Wednesday, December 2, 2009

Founder of Bebe and his manager's and executives

Bebe's founder, Manny Mashouf, lucked into the limelight. The onetime steakhouse owner ran his low-key apparel company, now based in Brisbane, Calif., for 15 years before becoming a fashion heavyweight. He had a loyal customer base, but sales never climbed above $6 million. "Before its affiliation with Hollywood, Bebe was just a sporadic mall operator," says Thomas Julian, trend analyst with ad agency Fallon McElligott.

Its soft-spoken chief executive dreamed of dressing young starlets in va-va-voom clothing. In 1990 Mashouf and a photographer began approaching aspiring actresses and asked them to appear in Bebe advertising for free. Mashouf sweetened the pitch by offering them Bebe clothes gratis.

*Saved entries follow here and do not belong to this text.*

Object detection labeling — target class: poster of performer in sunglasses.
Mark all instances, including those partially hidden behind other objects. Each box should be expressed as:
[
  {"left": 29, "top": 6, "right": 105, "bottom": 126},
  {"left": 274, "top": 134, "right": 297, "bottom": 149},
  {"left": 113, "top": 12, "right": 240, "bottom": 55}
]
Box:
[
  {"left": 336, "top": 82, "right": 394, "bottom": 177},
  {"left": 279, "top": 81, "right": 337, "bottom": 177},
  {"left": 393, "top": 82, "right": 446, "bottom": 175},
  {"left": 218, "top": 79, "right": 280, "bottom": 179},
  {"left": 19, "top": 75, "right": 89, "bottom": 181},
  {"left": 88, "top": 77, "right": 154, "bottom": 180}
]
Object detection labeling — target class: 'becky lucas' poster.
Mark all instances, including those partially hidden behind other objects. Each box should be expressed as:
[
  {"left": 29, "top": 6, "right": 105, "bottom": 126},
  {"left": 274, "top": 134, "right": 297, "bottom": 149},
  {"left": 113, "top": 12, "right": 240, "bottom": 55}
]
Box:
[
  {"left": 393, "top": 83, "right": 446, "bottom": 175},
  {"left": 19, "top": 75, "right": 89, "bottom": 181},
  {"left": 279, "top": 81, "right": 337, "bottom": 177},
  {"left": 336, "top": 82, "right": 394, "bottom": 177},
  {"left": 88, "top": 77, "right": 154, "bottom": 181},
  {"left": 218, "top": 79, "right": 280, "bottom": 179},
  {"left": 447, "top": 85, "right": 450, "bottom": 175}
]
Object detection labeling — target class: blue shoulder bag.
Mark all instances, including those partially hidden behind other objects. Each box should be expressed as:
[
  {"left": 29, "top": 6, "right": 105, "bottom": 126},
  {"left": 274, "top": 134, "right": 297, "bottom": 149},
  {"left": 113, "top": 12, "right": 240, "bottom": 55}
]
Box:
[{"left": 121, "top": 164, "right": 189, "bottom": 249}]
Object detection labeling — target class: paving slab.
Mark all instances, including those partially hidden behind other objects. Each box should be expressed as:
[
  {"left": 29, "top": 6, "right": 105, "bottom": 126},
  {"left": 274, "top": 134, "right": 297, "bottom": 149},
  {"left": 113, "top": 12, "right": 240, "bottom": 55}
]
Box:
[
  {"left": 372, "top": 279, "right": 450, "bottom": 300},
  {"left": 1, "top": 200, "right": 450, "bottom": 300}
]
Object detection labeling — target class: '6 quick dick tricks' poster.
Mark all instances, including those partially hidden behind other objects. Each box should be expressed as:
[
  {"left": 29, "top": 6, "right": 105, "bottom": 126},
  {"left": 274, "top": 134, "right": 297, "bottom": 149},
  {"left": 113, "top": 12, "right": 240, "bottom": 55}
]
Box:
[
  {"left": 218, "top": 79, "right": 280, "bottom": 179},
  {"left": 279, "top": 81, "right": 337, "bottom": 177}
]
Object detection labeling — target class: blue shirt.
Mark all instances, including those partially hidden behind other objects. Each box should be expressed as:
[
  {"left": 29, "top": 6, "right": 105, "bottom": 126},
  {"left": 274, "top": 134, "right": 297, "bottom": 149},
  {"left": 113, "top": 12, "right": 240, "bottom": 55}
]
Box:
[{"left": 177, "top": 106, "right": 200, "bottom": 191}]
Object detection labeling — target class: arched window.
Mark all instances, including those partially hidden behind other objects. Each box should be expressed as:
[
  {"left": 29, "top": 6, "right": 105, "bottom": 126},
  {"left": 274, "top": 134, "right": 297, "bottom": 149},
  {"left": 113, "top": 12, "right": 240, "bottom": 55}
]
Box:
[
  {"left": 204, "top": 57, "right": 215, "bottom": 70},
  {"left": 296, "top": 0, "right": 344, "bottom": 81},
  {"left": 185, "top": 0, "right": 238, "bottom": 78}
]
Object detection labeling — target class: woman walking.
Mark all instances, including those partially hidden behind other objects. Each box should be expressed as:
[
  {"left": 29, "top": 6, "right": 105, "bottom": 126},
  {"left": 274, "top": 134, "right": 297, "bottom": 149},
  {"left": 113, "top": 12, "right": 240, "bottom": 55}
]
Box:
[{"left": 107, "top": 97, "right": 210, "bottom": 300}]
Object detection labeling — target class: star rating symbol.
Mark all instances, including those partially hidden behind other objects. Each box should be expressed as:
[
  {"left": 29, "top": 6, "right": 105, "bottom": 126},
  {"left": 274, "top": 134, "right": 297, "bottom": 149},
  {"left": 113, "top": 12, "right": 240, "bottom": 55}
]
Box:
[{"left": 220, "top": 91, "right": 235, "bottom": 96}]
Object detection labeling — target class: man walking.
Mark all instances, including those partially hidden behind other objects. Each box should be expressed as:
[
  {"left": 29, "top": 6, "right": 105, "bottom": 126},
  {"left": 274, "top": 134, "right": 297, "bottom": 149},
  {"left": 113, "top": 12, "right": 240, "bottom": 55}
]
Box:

Charlize Theron (who has since starred in Mighty Joe Young and The Astronaut's Wife) was among the unknowns who took Mashouf up on his offer. "They liked the clothes and they liked the exposure," Mashouf, 61, says of his models.

And it did more for Bebe than the Iranian-born Mashouf (his first name was originally Manoucher) could have imagined. The actresses became walking billboards for the chain. They appeared in high-profile magazine ads. They could be seen wearing the clothes in trendy haunts around Los Angeles and San Francisco.

By 1995 Heather Locklear was sporting figure-hugging Bebe suits on the Fox Network hit Melrose Place. Bebe's first prime-time appearance surprised Mashouf, who hadn't yet courted TV wardrobe people.

Now Bebe actively pursues TV gigs. Every new season, Heather Vandenberghe, Bebe's director of marketing, evaluates the lineups, runs down the cast lists, looking for young, urban, hot actresses. Then she works with the studios' wardrobe managers and discusses what clothes they'll need for the year. That's how Bebe nabbed such stars as Jennifer Love Hewitt (Party of Five) and Lara Flynn Boyle (The Practice). The latest prospect: ABC's Wasteland. "It's a gamble," says Vandenberghe. "But we have yet to pick a show that's flopped." The exposure is free. Some large consumer goods companies pay big bucks to get their products placed in movies, but Mashouf claims he doesn't give away clothes to stars (though they sometimes get store discounts). "If the merchandise is good enough, it should be paid for," he says.

That's Mashouf the businessman, a guy who mixes well with Hollywood but is not one of them. He's got his hands full of the day-to-day operations of the company--manufacturing, retailing and, of course, picking fabric. His wife, Neda, 36, works part-time overseeing licensing of shoes and accessories, such as sunglasses, and sits on the board.

She moved to San Francisco from Iran when she was a teenager, met Mashouf when she was a college student and popped into his first boutique to make a layaway payment on a leather jacket. She still wears Bebe. Even so, surveying some of the 2,000 teeny-weeny bits of clothing--handkerchief tops and camisoles--at Bebe's headquarters, prompts Neda, a mother of two, to confide: "I'm thrilled I have boys.